Mel Brooks put it best: Tragedy is when I get a paper cut and it hurts. Comedy is when you fall into an open sewer and die. Of course, that’s gross exaggeration for comic effect, but the underlying point is dead serious.
I heard from numerous readers who were offended to varying degrees by an item in the Nov. 13 “Stargazing” in the FYI section. The column usually takes an irreverent look at celebrities, with gossip and glamour photos accompanied by sometimes-snarky commentary on the famous names in the news.
But the people who contacted me weren’t laughing that day over a caption that ran with a photo of country singer Billy Ray Cyrus, who had recently appeared at the Country Music Awards with a new haircut that resembled a shorter version of the “mullet” — short on the top and sides, long in the back — that he wore when he rose to fame in the early 1990s. Cyrus “rocked it like Raytown,” read The Star’s caption.
“I found very sad that your paper would try to contribute to the negative image that the media continues to associate to Raytown,” wrote Raytown resident Terri Danner. “We are not the redneck community that we are painted as by the media. We are an up-and-coming multicultural community that is close to everything.”
Another wrote: “I can’t believe The Star still condones this stereotype. I find it offensive, and other people I talked to said the same thing. … Printing it sends a message that the newspaper agrees and approves of it.”

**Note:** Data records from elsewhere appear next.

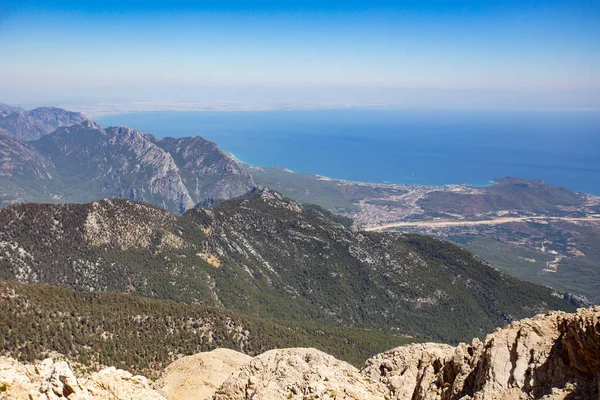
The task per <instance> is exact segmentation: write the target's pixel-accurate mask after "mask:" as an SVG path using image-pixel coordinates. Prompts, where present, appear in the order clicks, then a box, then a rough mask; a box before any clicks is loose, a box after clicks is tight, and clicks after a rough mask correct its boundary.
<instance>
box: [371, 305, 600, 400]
mask: <svg viewBox="0 0 600 400" xmlns="http://www.w3.org/2000/svg"><path fill="white" fill-rule="evenodd" d="M599 318H600V307H596V308H593V309H579V310H578V312H577V313H576V314H567V313H564V312H552V313H548V314H545V315H542V314H540V315H537V316H535V317H533V318H528V319H524V320H521V321H518V322H514V323H512V324H510V325H509V326H508V327H506V328H503V329H497V330H496V331H495V332H494V333H492V334H490V335H488V336H487V338H486V340H485V342H483V343H482V342H480V341H479V340H477V339H475V340H474V341H473V343H472V344H471V345H470V346H468V345H466V344H460V345H459V346H457V347H456V348H454V349H453V351H449V350H450V349H449V348H448V347H446V346H444V345H438V344H420V345H410V346H405V347H399V348H396V349H393V350H390V351H388V352H386V353H382V354H380V355H377V356H375V357H373V358H371V359H369V360H368V361H367V363H366V367H365V369H364V370H363V371H362V373H363V374H365V375H367V376H369V377H371V378H373V379H377V380H379V381H380V382H382V383H384V384H386V385H387V387H388V389H389V390H390V392H391V398H392V399H403V398H412V399H414V400H434V399H435V400H451V399H461V398H472V399H477V400H495V399H523V398H524V399H527V398H545V399H563V398H565V399H566V398H569V399H571V398H573V399H575V398H581V399H597V398H598V376H599V375H600V321H599Z"/></svg>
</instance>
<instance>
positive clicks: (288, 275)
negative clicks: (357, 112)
mask: <svg viewBox="0 0 600 400" xmlns="http://www.w3.org/2000/svg"><path fill="white" fill-rule="evenodd" d="M0 227H1V230H0V278H1V279H17V280H18V281H20V282H27V283H48V284H52V285H58V286H68V287H72V288H75V289H77V290H88V291H91V290H93V291H98V290H104V291H106V290H109V291H118V292H127V293H136V294H139V295H142V296H147V297H153V298H158V299H171V300H176V301H181V302H188V303H199V304H205V305H210V306H217V307H224V308H227V309H232V310H237V311H239V312H244V313H247V314H252V315H256V316H261V317H269V318H277V319H282V320H294V321H308V320H311V321H319V322H320V323H325V324H338V325H342V326H350V327H362V328H377V329H383V330H387V331H391V332H398V333H400V334H405V335H412V336H419V337H429V338H433V339H436V340H443V341H449V342H457V341H460V340H467V339H469V338H470V337H471V336H477V335H481V334H482V333H483V332H486V331H488V330H491V329H493V328H495V327H496V326H499V325H503V324H505V323H506V322H508V321H511V320H513V319H518V318H522V317H525V316H529V315H533V314H535V313H536V312H540V311H545V310H547V309H566V310H572V309H573V305H572V304H570V303H569V302H568V301H566V300H564V299H563V297H562V295H558V294H556V293H554V292H553V291H552V290H551V289H548V288H545V287H541V286H537V285H534V284H529V283H524V282H521V281H518V280H516V279H513V278H510V277H509V276H507V275H504V274H502V273H500V272H499V271H497V270H495V269H493V268H491V267H489V266H488V265H486V264H485V263H483V262H482V261H481V260H480V259H478V258H477V257H475V256H473V255H472V254H471V253H469V252H467V251H466V250H463V249H461V248H460V247H458V246H455V245H452V244H450V243H448V242H443V241H439V240H436V239H431V238H428V237H424V236H418V235H400V234H394V233H376V232H355V231H351V230H348V229H347V228H345V227H344V226H343V225H342V224H340V223H338V222H336V221H335V220H332V219H330V217H329V216H327V215H325V214H323V213H322V212H320V211H319V210H318V209H316V208H314V207H302V206H301V205H299V204H298V203H296V202H294V201H292V200H289V199H286V198H284V197H283V196H281V195H280V194H279V193H277V192H273V191H270V190H267V189H265V190H261V191H255V192H254V193H252V194H251V195H248V196H244V197H240V198H236V199H232V200H227V201H222V202H220V203H218V204H217V205H216V206H215V207H214V208H211V209H206V208H194V209H192V210H189V211H187V212H186V213H185V214H184V215H182V216H175V215H172V214H170V213H168V212H166V211H164V210H162V209H159V208H155V207H152V206H150V205H147V204H142V203H136V202H132V201H127V200H106V201H99V202H94V203H90V204H67V205H39V204H18V205H12V206H10V207H7V208H5V209H3V210H2V211H1V212H0Z"/></svg>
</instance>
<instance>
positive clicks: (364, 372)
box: [361, 343, 454, 399]
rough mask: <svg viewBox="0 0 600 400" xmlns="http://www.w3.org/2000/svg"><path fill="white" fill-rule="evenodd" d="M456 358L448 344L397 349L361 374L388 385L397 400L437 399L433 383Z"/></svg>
mask: <svg viewBox="0 0 600 400" xmlns="http://www.w3.org/2000/svg"><path fill="white" fill-rule="evenodd" d="M453 354H454V348H453V347H452V346H449V345H446V344H436V343H425V344H423V343H418V344H411V345H407V346H401V347H396V348H394V349H392V350H389V351H386V352H385V353H381V354H378V355H376V356H375V357H373V358H370V359H369V360H367V362H366V365H365V368H364V369H363V370H362V371H361V373H362V374H363V375H365V376H368V377H370V378H371V379H373V380H375V381H377V380H378V381H380V382H381V383H383V384H385V385H386V387H387V388H388V390H389V391H390V395H391V397H392V398H394V399H410V398H416V399H425V398H436V395H437V394H438V393H437V392H438V388H436V387H435V386H433V385H431V384H430V383H431V382H432V381H433V380H435V379H436V378H437V375H438V374H439V372H440V370H441V369H442V367H443V366H444V365H445V364H447V363H448V362H449V361H450V360H451V359H452V356H453ZM415 396H416V397H415Z"/></svg>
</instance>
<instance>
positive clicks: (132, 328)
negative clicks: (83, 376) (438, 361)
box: [0, 281, 414, 375]
mask: <svg viewBox="0 0 600 400" xmlns="http://www.w3.org/2000/svg"><path fill="white" fill-rule="evenodd" d="M0 300H1V301H0V354H2V355H7V356H13V357H16V358H18V359H20V360H22V361H33V360H35V359H41V358H44V357H45V355H46V354H48V352H52V351H57V352H60V353H62V354H65V355H67V356H68V357H70V358H71V359H73V360H76V361H78V362H80V363H82V364H84V365H87V366H92V367H93V366H98V365H114V366H117V367H119V368H124V369H128V370H131V371H135V372H140V373H145V374H150V375H152V374H153V373H155V372H156V371H159V370H160V369H161V368H164V367H165V366H166V364H168V363H169V362H171V361H173V360H175V359H176V358H178V357H179V356H182V355H190V354H195V353H197V352H200V351H208V350H212V349H214V348H217V347H227V348H231V349H234V350H237V351H242V352H244V353H247V354H250V355H256V354H260V353H262V352H264V351H266V350H270V349H273V348H285V347H316V348H318V349H320V350H323V351H326V352H328V353H330V354H332V355H334V356H336V357H338V358H340V359H343V360H346V361H348V362H350V363H353V364H355V365H357V366H359V365H362V363H363V362H364V360H365V359H367V358H368V357H370V356H371V355H372V354H376V353H378V352H381V351H384V350H386V349H389V348H391V347H394V346H398V345H401V344H405V343H408V342H409V341H413V340H414V339H409V338H403V337H399V336H394V335H391V334H386V333H383V332H379V331H372V330H358V329H354V330H353V329H348V328H340V327H328V326H318V325H316V324H314V323H302V324H297V323H290V322H281V321H273V320H266V319H260V318H256V317H248V316H242V315H240V314H236V313H234V312H231V311H226V310H222V309H217V308H210V307H203V306H197V305H189V304H181V303H175V302H171V301H161V300H150V299H145V298H142V297H139V296H132V295H125V294H118V293H111V292H105V293H89V292H77V291H74V290H71V289H62V288H56V287H52V286H48V285H26V284H19V283H16V282H7V281H0Z"/></svg>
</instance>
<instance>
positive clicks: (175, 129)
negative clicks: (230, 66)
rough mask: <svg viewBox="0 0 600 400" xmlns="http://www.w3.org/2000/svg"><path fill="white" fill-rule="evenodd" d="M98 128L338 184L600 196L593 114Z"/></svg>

A caller asked: “How is this different from any other kind of cultural stereotypes? Do you think the newspaper would be so blasé about it if it were something about women, blacks or some other group that it used to ‘OK’ to make fun of? More discretion, please.”
I get all these points loud and clear. Comedian Jeff Foxworthy has made a career of mocking “rednecks” — but he counts himself in those numbers. The same goes for a long tradition of humorists from many walks of life: Katt Williams, Ron White, Chris Rock, Joan Rivers, Lea DeLaria — all of whom often include themselves in the jokes. But as readers sometimes point out to me, audiences usually know they’re getting into offensive territory when they choose to watch these comedians.
I’d argue passionately that no subject matter should ever be off limits in journalism. And while there’s a place for levity in a melting pot such as a newspaper, I think readers are justified to balk at jokes that trade in typecast roles.